Le métalcore, vous connaissez ? Comme vous l’avez certainement remarqué, depuis début 2004, ce genre est partout, et chaque mois, on trouve un nouveau groupe qui tue, en se disant que ça y est, ce sont EUX les futurs grands du métal. Depuis un an, je baigne donc dans ce style inspiré de la scène scandinave, et si bien souvent la musique est de qualité, il est une chose qui manque cruellement à ce nouveau genre à la mode : l’originalité. En effet, tous les groupes de la New Wave of American Heavy Metal se ressemblent à peu de choses près, et ce constat n’est pas près de changer avec ce nouveau CD de Trivium.

Le premier truc qui choque quand on rentre dans l’univers de ce groupe, c’est l’âge de ses 4 musiciens. Nés entre 1982 et 1986, ils n’ont rien d’un petit groupe de minets qui balbutient avec leurs instruments : au contraire, leur musique est d’une technicité sans faille, et le chant hardcore de Matt Heafy est assez hallucinant de puissance pour un gamin de 19 ans !

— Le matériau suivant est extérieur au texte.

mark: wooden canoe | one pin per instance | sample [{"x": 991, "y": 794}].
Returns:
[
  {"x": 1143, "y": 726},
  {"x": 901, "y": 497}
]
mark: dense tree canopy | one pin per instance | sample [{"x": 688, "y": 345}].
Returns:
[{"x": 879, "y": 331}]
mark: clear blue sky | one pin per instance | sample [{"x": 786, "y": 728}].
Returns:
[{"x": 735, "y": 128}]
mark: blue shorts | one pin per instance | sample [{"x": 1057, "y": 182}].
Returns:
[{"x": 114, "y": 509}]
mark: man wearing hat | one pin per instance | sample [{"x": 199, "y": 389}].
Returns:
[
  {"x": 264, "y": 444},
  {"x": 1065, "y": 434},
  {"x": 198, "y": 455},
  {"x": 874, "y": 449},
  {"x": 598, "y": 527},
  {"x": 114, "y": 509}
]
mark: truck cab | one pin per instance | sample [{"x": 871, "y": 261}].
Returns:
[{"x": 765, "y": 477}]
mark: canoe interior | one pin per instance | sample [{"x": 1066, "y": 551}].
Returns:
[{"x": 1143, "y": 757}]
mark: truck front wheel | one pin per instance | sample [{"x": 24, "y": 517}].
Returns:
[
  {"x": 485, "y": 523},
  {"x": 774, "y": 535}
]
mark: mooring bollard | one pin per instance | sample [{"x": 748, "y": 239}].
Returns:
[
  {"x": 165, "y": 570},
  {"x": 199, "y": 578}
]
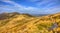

Ensuite, si l’on s’intéresse plus en profondeur à la musique du groupe, on se rend bien vite compte qu’il s’agit d’un métalcore bourrin entre Killswitch Engage et Caliban, dont la seule grosse originalité provient de refrains mélodiques en voix claire. Même s’ils n’ont pas inventé l’eau chaude, ces 4 zikos ont tout de même réalisé une belle prouesse en maximisant le métalcore : les excellents riffs de guitare se succèdent à un rythme presque inhumain, et hormis l’ignoble ‘Dying In The Fetus‘, le groupe ne faiblit jamais. On prendra ainsi de monumentales baffes à l’écoute de ‘Rain‘, ‘A Gunshsot To The Head Of Trepidation‘, ‘Pull Harder On The Strings Of Your Martyr‘ ou encore ‘The Deceived‘.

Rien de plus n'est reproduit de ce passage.